Jukka Viikilä: Watercolours from a Seaside City

Jukka Viikilä’s Finlandia Prize winning novel is an extraordinarily beautiful journey into the landscape of a city and the mind of an architect.

Author: Jukka Viikilä
Original title: Akvarelleja Engelin kaupungista
Publisher: Gummerus, 2016
Genre: literary fiction
Number of pages: 215
Reading material: Finnish original, English sample
Rights sold: Estonia, Post Factum (Eesti 
Meedia); France, Gallimard; Serbia, Akademska Knjiga

Winner of the Finlandia Prize 2016
More than 43,000 copies sold in Finland

In 1816, German architect Carl Ludvig Engel arrives in Helsinki to begin what will become his life’s work: to design Finland’s capital.

Watercolours from a Seaside City is Engel’s fictive diary, which vividly brings the Helsinki of the early 19th century to life. It draws the portrait of a man who mirrors himself in the slowly growing capital and the people in it. For Engel, building a city illuminates life.

Watercolours from a Seaside City was awarded with the most prestigious literary award in Finland, the Finlandia prize. The novel has since been the #1 bestseller in Finland, with so far 43,000 copies sold.

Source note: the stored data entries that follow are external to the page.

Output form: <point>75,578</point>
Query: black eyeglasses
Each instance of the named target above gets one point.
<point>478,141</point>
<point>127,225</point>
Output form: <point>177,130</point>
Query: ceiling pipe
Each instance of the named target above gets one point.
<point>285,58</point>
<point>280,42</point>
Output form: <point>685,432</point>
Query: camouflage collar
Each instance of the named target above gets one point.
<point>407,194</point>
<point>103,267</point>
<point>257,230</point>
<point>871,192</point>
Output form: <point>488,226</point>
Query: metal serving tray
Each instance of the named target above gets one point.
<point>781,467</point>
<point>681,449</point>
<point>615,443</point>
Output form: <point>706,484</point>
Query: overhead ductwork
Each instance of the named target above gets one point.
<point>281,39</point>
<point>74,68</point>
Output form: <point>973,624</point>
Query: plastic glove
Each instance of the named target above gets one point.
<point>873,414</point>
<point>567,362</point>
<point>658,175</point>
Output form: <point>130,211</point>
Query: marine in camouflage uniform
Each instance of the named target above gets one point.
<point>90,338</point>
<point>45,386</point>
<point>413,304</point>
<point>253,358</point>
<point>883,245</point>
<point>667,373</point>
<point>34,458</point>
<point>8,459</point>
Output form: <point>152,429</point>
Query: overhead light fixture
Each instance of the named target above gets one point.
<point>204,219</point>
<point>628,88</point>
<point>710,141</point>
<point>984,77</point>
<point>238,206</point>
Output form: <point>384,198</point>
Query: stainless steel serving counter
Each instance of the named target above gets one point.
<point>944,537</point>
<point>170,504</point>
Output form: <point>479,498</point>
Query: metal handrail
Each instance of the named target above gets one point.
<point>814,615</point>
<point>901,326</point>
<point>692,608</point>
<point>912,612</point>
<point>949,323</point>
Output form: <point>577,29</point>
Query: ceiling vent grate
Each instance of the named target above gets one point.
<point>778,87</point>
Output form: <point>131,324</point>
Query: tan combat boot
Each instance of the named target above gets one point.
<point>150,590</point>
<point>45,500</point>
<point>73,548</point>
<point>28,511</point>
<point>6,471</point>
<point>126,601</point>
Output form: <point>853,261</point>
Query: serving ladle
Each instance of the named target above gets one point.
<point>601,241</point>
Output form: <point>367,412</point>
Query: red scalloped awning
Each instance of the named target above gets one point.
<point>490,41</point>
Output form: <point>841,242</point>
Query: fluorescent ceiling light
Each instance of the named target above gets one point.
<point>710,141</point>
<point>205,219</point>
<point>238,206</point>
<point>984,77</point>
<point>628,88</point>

“This book is a true gem. This windy city defines the landscape of its architect’s soul. Viikilä paints large pictures with small brush strokes: brief diary entries grow into a city, and into Engel’s life story.”
– The Finlandia Prize jury

“As one might expect, one of the best offerings of this excellent
novel is language. Viikilä’s sentences are crystallized and clear.
The novel is comprised of interesting observations of life and art,
paradoxical in one way or another – there is enough of them for
a slim volume of aphorisms.”

– Parnasso literature magazine

“Jukka Viikilä has written a fascinating novel.  […] He looks into
Engel’s mind and thinking with grace. The aphoristical, vivid
narration paints a picture of a builder of a city, who’s professional
pride you can but admire.”

– Helsingin Sanomat newspaper

“Viikilä’s language is clear and precise, and the descriptions of the
time and milieu are true and visual.”